O bispo de Angra agradeceu esta manhã a todos os agentes de pastoral que se têm comprometido na construção e renovação da Igreja e desafiou os cristãos a “afinarem” critérios para uma ação que tenha como prioritários os que mais sofrem.

“Esta situação de pandemia está a trazer à nossa consciência, verdadeiramente, as limitações, a fragilidade, muitas realidades que nos colocam numa situação de ruptura e precariedade, a criar realidades muito dispares nas nossas comunidades” que exigem de todos, mas dos cristãos em particular, uma “ação muito concreta e muito focada”, afirmou D. João Lavrador na homilia da missa a que presidiu na Sé de Angra, este domingo, no final de dois dias de trabalho conjunto com leigos, religiosos, jovens e sacerdotes sobre a Caminhada Sinodal, que decorreu no Seminário Episcopal de Angra.

Comentando a liturgia deste domingo,  sobre a necessidade de identificar Jesus Cristo nos necessitados e em quem sofre, o prelado diocesano pediu a todos os agentes de pastoral da diocese que olhem para o próximo como irmão e que tratem os pobres não como pobres mas como irmãos.

“Somos convocados a fazer a experiência de irmãos” precisou o prelado diocesano.

“Só nesta experiência, em que olhamos para o outro com esta profundidade, que é não ver o pobre só como o pobre, mas olhando para ele como a imagem de Jesus Cristo, o que está caído na rua, o que padece de forme, o que não tem instrução e o considerarmos como nosso irmão é que conseguiremos renovar a humanidade e ser colaboradores de Jesus trazendo o fermento do Evangelho ao mundo”, afirmou D. João Lavrador.

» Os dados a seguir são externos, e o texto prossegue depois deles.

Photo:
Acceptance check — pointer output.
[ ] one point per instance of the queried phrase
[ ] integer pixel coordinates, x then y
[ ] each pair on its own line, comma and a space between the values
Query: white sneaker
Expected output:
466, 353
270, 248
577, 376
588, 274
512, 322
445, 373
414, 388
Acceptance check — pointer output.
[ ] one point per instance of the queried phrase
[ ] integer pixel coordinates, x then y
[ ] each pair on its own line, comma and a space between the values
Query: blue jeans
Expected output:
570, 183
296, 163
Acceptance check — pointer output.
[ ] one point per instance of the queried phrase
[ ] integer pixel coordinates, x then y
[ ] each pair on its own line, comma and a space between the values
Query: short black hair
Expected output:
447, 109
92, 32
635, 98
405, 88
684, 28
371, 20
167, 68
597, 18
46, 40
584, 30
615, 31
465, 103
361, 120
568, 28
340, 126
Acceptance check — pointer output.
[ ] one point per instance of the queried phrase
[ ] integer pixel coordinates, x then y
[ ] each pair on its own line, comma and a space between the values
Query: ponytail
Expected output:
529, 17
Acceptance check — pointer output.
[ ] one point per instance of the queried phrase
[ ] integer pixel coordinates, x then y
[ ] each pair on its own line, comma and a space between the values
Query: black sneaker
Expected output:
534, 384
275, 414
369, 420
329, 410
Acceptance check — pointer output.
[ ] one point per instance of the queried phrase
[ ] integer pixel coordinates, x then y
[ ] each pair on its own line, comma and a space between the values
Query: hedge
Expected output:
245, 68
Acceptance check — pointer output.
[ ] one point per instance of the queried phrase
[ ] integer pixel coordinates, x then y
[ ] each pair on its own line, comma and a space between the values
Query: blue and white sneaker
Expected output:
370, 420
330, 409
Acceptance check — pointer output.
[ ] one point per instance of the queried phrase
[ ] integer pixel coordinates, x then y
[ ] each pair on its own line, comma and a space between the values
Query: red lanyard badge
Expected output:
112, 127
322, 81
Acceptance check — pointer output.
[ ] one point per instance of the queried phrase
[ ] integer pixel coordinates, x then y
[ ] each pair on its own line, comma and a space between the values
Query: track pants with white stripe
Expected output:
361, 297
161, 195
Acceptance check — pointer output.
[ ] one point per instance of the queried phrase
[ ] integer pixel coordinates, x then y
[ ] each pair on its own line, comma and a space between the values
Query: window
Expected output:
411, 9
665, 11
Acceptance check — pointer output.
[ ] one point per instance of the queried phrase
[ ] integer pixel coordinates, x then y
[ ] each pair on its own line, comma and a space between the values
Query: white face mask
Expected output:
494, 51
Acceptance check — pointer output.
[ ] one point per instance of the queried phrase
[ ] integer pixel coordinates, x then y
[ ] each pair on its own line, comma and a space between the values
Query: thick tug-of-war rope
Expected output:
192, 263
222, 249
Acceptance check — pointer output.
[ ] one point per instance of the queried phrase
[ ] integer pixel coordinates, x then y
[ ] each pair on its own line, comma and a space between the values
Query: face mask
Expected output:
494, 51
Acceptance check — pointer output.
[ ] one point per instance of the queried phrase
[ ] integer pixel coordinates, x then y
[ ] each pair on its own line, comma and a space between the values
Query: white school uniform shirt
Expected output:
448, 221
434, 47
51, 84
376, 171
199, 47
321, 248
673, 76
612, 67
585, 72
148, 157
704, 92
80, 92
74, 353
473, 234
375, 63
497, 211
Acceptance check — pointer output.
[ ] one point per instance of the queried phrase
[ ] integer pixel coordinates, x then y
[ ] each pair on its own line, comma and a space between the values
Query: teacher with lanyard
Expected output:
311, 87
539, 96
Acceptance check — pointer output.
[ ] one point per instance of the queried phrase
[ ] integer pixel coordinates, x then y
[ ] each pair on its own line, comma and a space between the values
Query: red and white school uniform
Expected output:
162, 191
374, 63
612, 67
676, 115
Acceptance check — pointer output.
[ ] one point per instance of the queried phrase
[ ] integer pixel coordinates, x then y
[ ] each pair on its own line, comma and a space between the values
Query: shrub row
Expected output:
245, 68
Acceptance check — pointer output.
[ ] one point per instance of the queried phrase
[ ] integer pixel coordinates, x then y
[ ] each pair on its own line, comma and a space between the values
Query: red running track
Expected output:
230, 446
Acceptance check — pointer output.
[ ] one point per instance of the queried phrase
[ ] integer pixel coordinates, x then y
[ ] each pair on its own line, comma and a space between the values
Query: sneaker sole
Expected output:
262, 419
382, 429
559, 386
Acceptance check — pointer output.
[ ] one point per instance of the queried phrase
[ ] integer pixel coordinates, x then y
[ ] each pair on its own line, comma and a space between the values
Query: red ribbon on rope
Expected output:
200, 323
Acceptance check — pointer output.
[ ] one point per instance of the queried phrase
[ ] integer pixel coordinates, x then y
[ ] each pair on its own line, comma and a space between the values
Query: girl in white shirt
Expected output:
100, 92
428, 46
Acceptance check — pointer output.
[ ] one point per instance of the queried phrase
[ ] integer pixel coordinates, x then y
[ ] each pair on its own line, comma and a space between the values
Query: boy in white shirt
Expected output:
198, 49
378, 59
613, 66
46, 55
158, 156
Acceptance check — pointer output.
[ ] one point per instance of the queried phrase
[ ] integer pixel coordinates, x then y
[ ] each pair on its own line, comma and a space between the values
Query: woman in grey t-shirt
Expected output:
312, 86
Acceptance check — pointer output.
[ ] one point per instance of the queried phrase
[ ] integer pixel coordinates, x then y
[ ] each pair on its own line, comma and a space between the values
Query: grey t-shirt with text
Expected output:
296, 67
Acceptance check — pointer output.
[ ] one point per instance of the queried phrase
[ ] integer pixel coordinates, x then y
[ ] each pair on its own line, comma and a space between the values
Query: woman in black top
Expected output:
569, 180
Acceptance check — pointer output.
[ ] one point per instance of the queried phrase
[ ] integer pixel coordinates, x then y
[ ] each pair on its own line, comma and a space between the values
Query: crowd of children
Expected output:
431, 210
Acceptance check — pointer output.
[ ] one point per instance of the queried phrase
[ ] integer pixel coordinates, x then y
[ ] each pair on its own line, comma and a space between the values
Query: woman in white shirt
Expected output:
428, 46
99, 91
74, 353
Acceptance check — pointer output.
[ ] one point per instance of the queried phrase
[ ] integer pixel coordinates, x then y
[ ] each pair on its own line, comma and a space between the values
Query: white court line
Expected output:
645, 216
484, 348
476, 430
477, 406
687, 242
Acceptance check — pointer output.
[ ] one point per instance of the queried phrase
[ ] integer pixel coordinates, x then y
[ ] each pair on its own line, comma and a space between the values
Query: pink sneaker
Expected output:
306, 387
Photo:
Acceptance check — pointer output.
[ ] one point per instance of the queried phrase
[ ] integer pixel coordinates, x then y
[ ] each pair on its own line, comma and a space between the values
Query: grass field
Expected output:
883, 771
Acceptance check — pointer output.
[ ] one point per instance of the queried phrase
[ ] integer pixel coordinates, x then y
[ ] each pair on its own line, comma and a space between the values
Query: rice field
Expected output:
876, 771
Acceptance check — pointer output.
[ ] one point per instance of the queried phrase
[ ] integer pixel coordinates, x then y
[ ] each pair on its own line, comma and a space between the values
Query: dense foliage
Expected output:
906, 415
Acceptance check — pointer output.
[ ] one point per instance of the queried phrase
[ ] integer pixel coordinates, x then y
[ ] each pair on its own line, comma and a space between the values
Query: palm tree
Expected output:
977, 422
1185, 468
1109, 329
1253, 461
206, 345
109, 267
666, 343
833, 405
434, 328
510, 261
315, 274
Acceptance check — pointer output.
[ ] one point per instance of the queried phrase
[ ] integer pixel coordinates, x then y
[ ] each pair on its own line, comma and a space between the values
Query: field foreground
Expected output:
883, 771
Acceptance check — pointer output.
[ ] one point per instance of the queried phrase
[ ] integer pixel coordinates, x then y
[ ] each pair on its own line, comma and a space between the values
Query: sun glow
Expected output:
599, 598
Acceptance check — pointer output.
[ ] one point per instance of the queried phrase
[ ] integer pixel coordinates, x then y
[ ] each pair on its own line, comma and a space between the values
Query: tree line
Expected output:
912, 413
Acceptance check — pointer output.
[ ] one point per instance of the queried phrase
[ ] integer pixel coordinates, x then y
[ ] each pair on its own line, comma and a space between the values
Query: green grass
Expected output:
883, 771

“É a este lugar que Jesus nos chama como seus colaboradores”, esclareceu prosseguindo: “O bem que fizermos a um dos irmãos mais pequeninos será feito a Ele”.

“Nesta solenidade de Cristo Rei, em que celebramos o apostolado, aproveitemos para afinar critérios, definir onde nos colocamos e como nos conduzimos”, afirmou D. João Lavrador .

“Hoje é um dia de afinar critérios e ação, pedindo ao Senhor que nos ajude a colocar numa atitude participativa, dando o melhor de nós próprios, procurando olhar o outro como irmão e assim renovar a humanidade, essa nova história”.

“Esta pandemia, lida como um sinal de Deus, no seu sofrimento, é uma oportunidade para lermos Jesus sofredor, Jesus que nos dá esperança e Jesus que nos ajuda a todos a superar as dificuldades sem nunca nos abandonar”, afirmou agradecendo “a todos os que trabalham pelo bem de todos”.

Nos últimos dois dias, o bispo de Angra participou e orientou uma reflexão sobre os desafios da caminhada sinodal que decorreu no Seminário em Angra.

A missão da Igreja, no diálogo com o mundo, na ação pastoral e que resposta deve dar a Igreja aos problemas concretos da realidade insular foram os temas em debate nestas reflexões.